Coronavirus vaccine likely to be limited to the elderly, says top scientist
Rollout of a potential coronavirus vaccine will likely be limited to the most at-risk members of the public, the deputy chief medical officer said today, as the UK braces for a second wave of coronavirus in the winter.
Speaking to a virtual meeting of the Health and Social Care Committee, Professor Jonathan Van-Tam today said: “We may end up in the first instance with a vaccine that is most appropriately targeted and which has a label that restricts its use to a certain population.”
Van-Tam added that regulatory bodies may roll out a potential vaccine to more vulnerable groups such as over-50s or “the elderly”.
“As we know with this disease, the likelihood of death changes markedly with age. And so the risk benefit for a vaccine is likely to be very different by age.”
He added: “We’ll deal with a very large amount of the population who have the mortality loaded against them at the moment.”
It comes as a potential coronavirus vaccine being developed by the University of Oxford and pharmaceuticals giant Astrazeneca was yesterday deemed safe and found to induce a “strong response” from the immune system, in a major global breakthrough.
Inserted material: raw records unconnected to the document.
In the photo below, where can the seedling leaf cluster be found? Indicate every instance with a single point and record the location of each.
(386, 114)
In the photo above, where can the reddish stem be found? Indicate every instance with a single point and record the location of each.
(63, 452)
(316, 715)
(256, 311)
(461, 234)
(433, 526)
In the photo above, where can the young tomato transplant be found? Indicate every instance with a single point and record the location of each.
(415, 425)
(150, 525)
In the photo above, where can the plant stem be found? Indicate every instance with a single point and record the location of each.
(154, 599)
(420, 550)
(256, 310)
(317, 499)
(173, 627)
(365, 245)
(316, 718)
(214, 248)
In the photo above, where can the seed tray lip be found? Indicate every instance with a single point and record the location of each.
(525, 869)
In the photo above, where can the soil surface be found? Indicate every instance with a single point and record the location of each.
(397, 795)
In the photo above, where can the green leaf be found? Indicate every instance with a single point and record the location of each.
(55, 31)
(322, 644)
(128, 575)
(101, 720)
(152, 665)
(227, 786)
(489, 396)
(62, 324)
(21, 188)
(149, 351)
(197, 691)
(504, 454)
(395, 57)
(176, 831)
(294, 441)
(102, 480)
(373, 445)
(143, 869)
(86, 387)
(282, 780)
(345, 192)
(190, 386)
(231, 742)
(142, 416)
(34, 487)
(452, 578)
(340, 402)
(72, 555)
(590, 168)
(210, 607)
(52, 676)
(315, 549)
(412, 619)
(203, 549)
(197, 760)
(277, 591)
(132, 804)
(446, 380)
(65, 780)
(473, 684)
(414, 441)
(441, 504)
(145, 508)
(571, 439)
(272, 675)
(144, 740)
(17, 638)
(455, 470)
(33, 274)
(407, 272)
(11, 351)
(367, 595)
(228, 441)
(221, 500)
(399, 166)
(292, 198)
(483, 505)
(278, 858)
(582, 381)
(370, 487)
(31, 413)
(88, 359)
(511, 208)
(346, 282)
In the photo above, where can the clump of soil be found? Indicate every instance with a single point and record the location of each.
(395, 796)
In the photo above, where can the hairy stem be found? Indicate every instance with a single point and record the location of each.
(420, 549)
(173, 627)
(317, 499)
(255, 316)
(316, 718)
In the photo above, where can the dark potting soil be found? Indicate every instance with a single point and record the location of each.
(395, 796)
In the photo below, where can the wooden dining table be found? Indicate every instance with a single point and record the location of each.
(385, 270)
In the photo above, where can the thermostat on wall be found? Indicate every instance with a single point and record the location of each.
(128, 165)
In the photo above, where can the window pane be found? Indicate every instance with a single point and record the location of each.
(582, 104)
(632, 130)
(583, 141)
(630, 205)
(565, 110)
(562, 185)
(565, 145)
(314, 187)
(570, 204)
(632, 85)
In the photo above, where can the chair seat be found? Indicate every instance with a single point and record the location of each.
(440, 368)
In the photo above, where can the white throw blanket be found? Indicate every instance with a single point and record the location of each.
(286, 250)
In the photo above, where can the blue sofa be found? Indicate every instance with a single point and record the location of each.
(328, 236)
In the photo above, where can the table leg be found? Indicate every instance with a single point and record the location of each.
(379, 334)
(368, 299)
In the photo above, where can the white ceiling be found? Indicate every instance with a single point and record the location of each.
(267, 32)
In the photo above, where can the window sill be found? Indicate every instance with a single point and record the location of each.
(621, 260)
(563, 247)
An initial trial of 1,077 people showed that the injection produced antibodies and white blood cells in patients, a new study published in the Lancet medical journal found.
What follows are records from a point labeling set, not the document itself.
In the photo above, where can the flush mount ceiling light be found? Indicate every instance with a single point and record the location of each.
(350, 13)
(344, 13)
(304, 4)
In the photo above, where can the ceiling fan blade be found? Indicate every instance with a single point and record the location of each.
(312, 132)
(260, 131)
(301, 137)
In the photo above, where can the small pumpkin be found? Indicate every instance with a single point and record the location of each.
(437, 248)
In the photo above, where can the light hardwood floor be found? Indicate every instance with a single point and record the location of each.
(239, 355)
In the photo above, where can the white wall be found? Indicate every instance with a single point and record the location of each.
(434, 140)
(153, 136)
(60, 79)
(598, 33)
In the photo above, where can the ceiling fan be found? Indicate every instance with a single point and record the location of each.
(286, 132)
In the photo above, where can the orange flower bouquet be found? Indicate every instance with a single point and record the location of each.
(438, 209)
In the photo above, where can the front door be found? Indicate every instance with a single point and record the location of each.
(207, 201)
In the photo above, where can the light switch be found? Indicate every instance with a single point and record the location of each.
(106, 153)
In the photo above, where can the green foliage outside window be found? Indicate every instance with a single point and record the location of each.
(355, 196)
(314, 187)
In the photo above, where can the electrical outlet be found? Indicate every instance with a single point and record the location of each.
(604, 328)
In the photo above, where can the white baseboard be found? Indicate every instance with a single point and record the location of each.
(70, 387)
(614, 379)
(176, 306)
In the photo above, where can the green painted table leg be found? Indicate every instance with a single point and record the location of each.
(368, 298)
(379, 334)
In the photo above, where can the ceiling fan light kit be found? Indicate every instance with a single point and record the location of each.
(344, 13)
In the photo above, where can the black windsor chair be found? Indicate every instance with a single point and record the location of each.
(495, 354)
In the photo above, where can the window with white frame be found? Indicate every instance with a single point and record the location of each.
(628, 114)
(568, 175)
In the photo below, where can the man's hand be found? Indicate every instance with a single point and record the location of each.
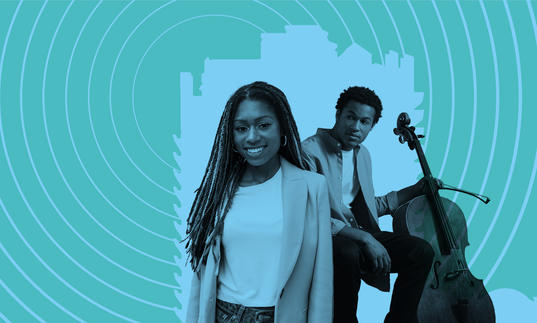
(377, 256)
(374, 252)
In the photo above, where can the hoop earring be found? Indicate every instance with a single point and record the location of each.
(284, 141)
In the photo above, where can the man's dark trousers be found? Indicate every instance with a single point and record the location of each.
(411, 258)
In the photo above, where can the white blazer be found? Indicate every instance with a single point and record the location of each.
(305, 278)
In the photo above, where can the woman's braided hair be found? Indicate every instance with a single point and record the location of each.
(225, 168)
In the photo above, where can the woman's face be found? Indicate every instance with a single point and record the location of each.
(256, 132)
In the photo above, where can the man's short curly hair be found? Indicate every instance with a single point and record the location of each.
(361, 95)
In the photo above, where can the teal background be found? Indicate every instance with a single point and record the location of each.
(90, 129)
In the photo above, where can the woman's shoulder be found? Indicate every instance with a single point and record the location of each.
(312, 178)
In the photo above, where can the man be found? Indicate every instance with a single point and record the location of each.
(361, 250)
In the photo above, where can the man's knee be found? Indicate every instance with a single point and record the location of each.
(346, 252)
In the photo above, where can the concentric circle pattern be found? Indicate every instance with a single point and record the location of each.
(108, 110)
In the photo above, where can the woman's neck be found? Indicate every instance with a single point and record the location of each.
(258, 174)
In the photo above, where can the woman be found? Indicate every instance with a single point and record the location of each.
(259, 228)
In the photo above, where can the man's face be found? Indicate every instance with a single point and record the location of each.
(353, 123)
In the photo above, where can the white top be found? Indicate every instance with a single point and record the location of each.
(348, 191)
(252, 245)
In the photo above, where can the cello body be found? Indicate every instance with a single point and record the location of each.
(451, 293)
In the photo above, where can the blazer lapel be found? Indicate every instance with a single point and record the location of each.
(294, 199)
(362, 169)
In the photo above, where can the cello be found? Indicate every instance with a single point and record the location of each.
(451, 293)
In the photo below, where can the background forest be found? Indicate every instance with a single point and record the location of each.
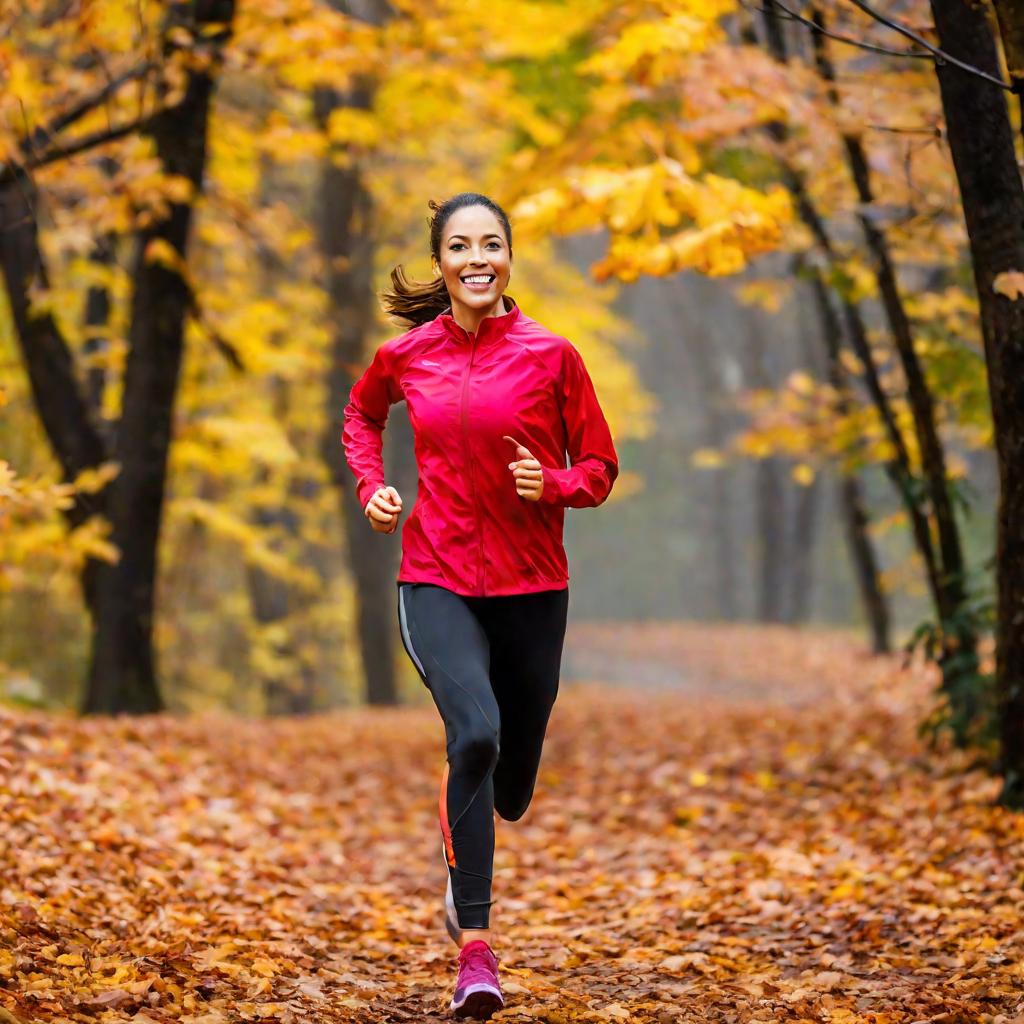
(747, 217)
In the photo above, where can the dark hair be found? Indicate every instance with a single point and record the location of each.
(417, 302)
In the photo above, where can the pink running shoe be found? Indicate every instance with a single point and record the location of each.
(477, 992)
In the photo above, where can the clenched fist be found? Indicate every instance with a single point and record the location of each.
(526, 472)
(383, 510)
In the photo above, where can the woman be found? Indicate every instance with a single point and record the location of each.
(482, 588)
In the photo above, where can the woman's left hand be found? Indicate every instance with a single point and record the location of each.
(526, 471)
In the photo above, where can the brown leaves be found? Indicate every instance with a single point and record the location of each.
(763, 839)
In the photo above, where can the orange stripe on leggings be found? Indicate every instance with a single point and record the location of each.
(442, 808)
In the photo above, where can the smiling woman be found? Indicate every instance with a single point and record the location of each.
(483, 584)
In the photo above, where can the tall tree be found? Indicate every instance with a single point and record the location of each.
(346, 236)
(120, 596)
(981, 140)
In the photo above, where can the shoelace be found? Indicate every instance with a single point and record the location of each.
(480, 956)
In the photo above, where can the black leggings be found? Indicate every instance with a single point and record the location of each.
(492, 666)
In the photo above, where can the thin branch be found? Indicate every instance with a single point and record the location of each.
(13, 172)
(89, 103)
(936, 51)
(793, 15)
(931, 131)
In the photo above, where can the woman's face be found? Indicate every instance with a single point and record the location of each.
(475, 259)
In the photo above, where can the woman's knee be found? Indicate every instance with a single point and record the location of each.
(512, 806)
(475, 752)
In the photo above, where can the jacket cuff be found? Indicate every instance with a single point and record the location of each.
(553, 491)
(366, 489)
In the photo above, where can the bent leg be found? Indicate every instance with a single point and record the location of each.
(526, 633)
(451, 651)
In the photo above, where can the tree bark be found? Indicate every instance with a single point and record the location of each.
(898, 468)
(852, 504)
(346, 227)
(958, 658)
(122, 675)
(981, 141)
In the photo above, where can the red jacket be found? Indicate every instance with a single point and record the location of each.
(469, 530)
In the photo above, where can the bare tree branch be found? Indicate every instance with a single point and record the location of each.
(12, 172)
(793, 15)
(936, 51)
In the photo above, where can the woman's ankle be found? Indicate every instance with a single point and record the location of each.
(472, 934)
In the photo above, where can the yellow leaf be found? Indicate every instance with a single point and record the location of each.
(803, 474)
(708, 459)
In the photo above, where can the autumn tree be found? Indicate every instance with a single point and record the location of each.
(120, 595)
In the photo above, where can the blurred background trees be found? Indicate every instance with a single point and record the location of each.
(748, 217)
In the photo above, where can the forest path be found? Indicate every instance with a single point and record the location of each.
(774, 845)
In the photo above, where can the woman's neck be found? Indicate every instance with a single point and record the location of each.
(470, 320)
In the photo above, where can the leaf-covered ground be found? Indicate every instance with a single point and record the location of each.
(768, 842)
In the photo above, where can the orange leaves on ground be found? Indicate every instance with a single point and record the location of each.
(755, 836)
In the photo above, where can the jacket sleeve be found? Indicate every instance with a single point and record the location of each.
(366, 415)
(594, 464)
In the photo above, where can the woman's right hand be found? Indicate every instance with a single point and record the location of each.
(383, 510)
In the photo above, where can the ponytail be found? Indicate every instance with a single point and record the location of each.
(413, 301)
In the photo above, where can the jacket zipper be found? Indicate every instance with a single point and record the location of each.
(469, 463)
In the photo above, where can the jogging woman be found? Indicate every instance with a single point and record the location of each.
(496, 401)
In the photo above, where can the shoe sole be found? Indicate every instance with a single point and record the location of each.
(479, 1005)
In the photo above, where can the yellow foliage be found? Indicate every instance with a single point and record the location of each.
(649, 51)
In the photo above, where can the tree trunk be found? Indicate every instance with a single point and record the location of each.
(770, 501)
(715, 430)
(958, 658)
(898, 468)
(62, 408)
(862, 555)
(982, 144)
(346, 227)
(122, 675)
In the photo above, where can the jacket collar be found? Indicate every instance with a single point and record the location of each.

Speaking to the BBC this morning, lead developer of the vaccine Professor Sarah Gilbert said that the vaccine could be rolled out by December if all goes to plan.
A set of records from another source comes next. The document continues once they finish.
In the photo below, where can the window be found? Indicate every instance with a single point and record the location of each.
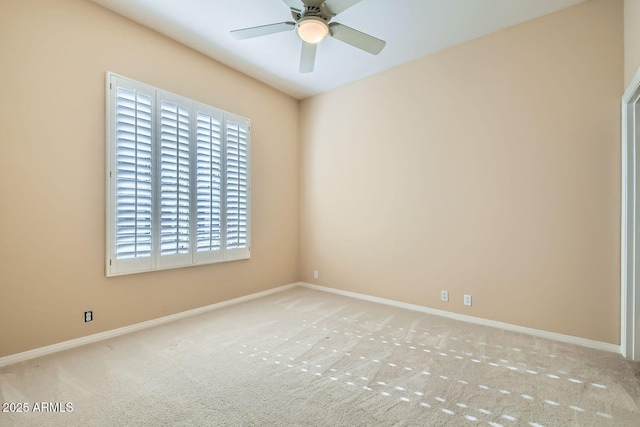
(178, 181)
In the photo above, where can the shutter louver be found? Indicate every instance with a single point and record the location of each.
(174, 179)
(237, 185)
(133, 174)
(209, 183)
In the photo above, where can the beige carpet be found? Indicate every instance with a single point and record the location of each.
(309, 358)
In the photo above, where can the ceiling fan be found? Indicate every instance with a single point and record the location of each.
(312, 21)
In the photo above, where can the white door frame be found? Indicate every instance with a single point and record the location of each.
(630, 223)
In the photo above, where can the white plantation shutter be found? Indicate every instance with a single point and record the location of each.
(178, 181)
(237, 199)
(133, 175)
(174, 168)
(209, 185)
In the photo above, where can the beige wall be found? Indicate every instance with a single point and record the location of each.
(631, 39)
(53, 58)
(491, 168)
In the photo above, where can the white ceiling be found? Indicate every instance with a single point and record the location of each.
(411, 28)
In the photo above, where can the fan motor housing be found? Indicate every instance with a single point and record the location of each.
(317, 11)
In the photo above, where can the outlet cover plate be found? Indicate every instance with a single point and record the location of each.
(444, 296)
(467, 300)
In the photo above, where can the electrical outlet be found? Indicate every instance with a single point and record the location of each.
(467, 300)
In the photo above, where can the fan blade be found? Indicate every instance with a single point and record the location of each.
(262, 30)
(296, 5)
(337, 6)
(307, 57)
(356, 38)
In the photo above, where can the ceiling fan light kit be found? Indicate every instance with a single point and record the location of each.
(312, 29)
(312, 19)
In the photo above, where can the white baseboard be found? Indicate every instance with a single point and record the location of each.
(471, 319)
(66, 345)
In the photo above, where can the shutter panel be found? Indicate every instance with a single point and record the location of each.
(133, 174)
(237, 194)
(174, 179)
(209, 184)
(178, 182)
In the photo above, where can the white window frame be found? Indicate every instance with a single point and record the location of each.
(230, 145)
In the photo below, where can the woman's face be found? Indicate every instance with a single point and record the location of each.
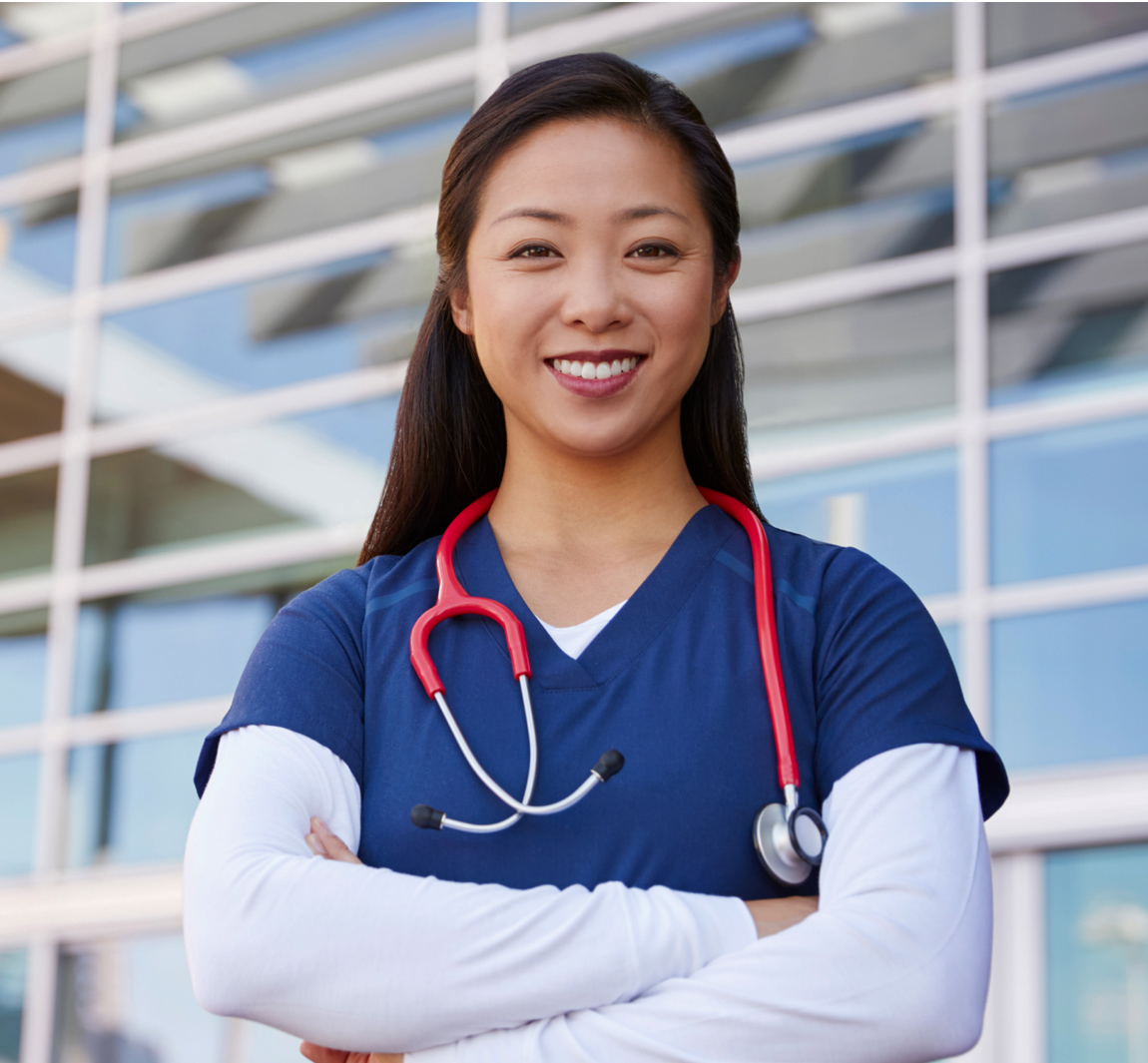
(590, 285)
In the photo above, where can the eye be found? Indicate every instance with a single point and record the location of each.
(534, 251)
(653, 251)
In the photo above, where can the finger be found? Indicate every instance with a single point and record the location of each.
(333, 846)
(314, 843)
(318, 1054)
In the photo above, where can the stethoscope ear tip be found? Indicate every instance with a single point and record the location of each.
(609, 765)
(427, 817)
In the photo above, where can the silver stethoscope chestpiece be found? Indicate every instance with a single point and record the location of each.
(789, 842)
However, she cautioned that there was “absolutely no certainty” that this would be the case.
Speaking to the Commons committee today, chief medical officer Professor Chris Whitty threw cold water on the possibility, adding that the chances of getting a vaccine by winter were “very low”.
Whitty said: “I want to be very clear we’re incredibly excited by and proud of what the UK has done in leading the way on vaccine science here and on funding vaccines elsewhere… but no one should be under any illusions — the chances of us getting a vaccine by Christmas that is actually highly effective is in my view very low.”
The chief medical officer added that a potential second wave of the virus during the winter months was a “really serious concern,” as the UK still lacks the testing capacity to effectively enforce local lockdowns at the speed required.
Whitty said: “A surge in winter is a really serious concern looking forward [and] where I spend most of my thinking time.”
“We are now much more secure than we were a couple of months ago. But if we have a major surge in the winter that is simultaneous with a major surge… in many other countries, I think it would be foolish to say that the risk of this has completely gone away.”
Speaking to the BBC this afternoon, health secretary Matt Hancock said the government was “working very closely with Astrazeneca” to speed up the development process of the potential vaccine.
Asked if the vaccine would be ready for Christmas, Hancock said: “We’re working very hard on this but… I can’t promise to play Santa.”